By: Etienne Lorrain (etienne_lorrain.delete@this.yahoo.fr), March 4, 2021 7:58 am
Room: Moderated Discussions
dmcq (dmcq.delete@this.fano.co.uk) on March 4, 2021 6:40 am wrote:
> Etienne Lorrain (etienne_lorrain.delete@this.yahoo.fr) on March 4, 2021 6:26 am wrote:
> > dmcq (dmcq.delete@this.fano.co.uk) on March 4, 2021 5:16 am wrote:
> > > ...
> > >
> > > I think the important thing is error detection - not recovery. Error recovery at a low level is nice to
> > > have but if the whole business can be fixed at a higher level and the error rate is low enough it is not
> > > really necessary. Intel leaving out ECC was dreadful, the
> > > thing that I think was really criminal and cretinous
> > > though was cutting out even parity checking. I see it as a cheap trick to obscure errors so people just
> > > blamed gremlins and pressed ctrl-alt-delete rather than fixing underlyng problems. Of course some memory
> > > problems would escape that but it would catch memory that is failing and it would give an indication of
> > > how reliable it is overall.
> >
> > Historically, I think ECC error detection was removed approximately at the time it took too much time to
> > initialise the memory. At power-up, the parity bit is not
> > initialised: if you dump the DDR before initialisation
> > you get mostly zero bits but you will also get bits set (I do not know why the capacitor is still charged
> > at power-up). If you do a quick power-cycle, it is obvious you will still have bits set.
> > When the memory of the PC increased to few tens of megabytes, the CPU (at that time) was
> > not able to clear that DRAM (so initialise the ECC) in less than 10 seconds, and the PC never
> > had a powerful DMA to do such work. To cut boot time, they removed the parity bit.
> >
> > The problem of when to initialise ECC is still there, and on some embedded system I worked on,
> > I was intentionally setting ECC errors on every ECC lines at boot to be sure the O.S. (when present,
> > or the bootloader) do not use directly uninitialised memory. Obviously you can only do that if
> > you take control of the CPU just after reset, any "secure boot" stuff will not help.
> >
> > You need to ensure you initialise the ECC correctly, one usual problem is if
> > you write less than an ECC line, you may get an ECC error at write time.
> >
> > That is why IHMO the O.S. should manage itself any ECC (non recoverable) error, ignore it if it
> > is new memory allocated to a process, correct it if it comes from a file-backed page, and stop
> > the owning process(es) if necessary (i.e. cannot correct). And log the address of the error.

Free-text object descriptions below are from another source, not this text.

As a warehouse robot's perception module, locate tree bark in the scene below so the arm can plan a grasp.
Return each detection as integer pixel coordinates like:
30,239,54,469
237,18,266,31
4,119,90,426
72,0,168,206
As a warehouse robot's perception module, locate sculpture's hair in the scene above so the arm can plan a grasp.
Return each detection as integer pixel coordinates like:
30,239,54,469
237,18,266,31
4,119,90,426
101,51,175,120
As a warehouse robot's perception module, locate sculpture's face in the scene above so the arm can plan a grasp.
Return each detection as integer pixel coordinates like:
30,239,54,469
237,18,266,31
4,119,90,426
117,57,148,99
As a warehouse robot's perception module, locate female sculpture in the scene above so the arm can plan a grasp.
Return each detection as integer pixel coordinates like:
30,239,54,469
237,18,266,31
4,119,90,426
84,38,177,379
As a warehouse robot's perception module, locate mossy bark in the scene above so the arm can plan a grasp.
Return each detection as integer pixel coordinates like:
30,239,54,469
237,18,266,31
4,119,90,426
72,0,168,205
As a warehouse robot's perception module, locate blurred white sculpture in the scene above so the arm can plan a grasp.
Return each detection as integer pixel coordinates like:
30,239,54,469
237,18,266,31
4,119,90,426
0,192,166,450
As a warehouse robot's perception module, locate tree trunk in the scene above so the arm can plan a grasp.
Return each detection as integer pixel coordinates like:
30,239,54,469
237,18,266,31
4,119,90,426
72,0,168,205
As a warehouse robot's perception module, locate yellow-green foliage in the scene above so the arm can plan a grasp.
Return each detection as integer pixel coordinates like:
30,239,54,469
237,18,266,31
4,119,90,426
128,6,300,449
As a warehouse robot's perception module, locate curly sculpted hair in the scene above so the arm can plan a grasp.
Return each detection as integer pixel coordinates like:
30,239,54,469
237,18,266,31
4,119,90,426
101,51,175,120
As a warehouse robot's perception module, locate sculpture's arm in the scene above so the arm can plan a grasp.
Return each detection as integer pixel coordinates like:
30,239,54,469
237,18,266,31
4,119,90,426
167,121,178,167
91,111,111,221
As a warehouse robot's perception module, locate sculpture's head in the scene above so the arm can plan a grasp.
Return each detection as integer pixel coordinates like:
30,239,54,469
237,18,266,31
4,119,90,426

> > Having "secure boot" and virtual boxes do not help, but giving only
> > invalid ECC memory block would probably also detect bugs there.
>
> Sounds interesting using ECC to detect uninitialised memory.
>
> The initialisation problem could have been easily solved by simply only initialising a page when
> it was allocated, or ovcerwriting it if it is set from disk. You'd still get some seconds spent
> on the job but the user wouldn't notice. I can't really believe they wouldn't think of that never
> mind that booting took a long time anyway so this would be no sort of great gain.
>
>
You cannot "only initialising a page when it was allocated" because the BIOS do not allocate memory, it just tells you how much memory is available, and the concept of page is not known (no virtual memory at that point). Moreover the page size is decided by the OS, processor support different sizes. Moreover memory over 1 Megabyte was special, either EMS or XMS or HMA.
And you could not modify DOS, proprietary software with no source.
The real missing thing was (and still partly is) a proper DMA, able to send more than 64 Kbytes and able to access more than 1 Megabyte / 16 Mbytes with chipset recognition and NDA docs.
> Etienne Lorrain (etienne_lorrain.delete@this.yahoo.fr) on March 4, 2021 6:26 am wrote:
> > dmcq (dmcq.delete@this.fano.co.uk) on March 4, 2021 5:16 am wrote:
> > > ...
> > >
> > > I think the important thing is error detection - not recovery. Error recovery at a low level is nice to
> > > have but if the whole business can be fixed at a higher level and the error rate is low enough it is not
> > > really necessary. Intel leaving out ECC was dreadful, the
> > > thing that I think was really criminal and cretinous
> > > though was cutting out even parity checking. I see it as a cheap trick to obscure errors so people just
> > > blamed gremlins and pressed ctrl-alt-delete rather than fixing underlyng problems. Of course some memory
> > > problems would escape that but it would catch memory that is failing and it would give an indication of
> > > how reliable it is overall.
> >
> > Historically, I think ECC error detection was removed approximately at the time it took too much time to
> > initialise the memory. At power-up, the parity bit is not
> > initialised: if you dump the DDR before initialisation
> > you get mostly zero bits but you will also get bits set (I do not know why the capacitor is still charged
> > at power-up). If you do a quick power-cycle, it is obvious you will still have bits set.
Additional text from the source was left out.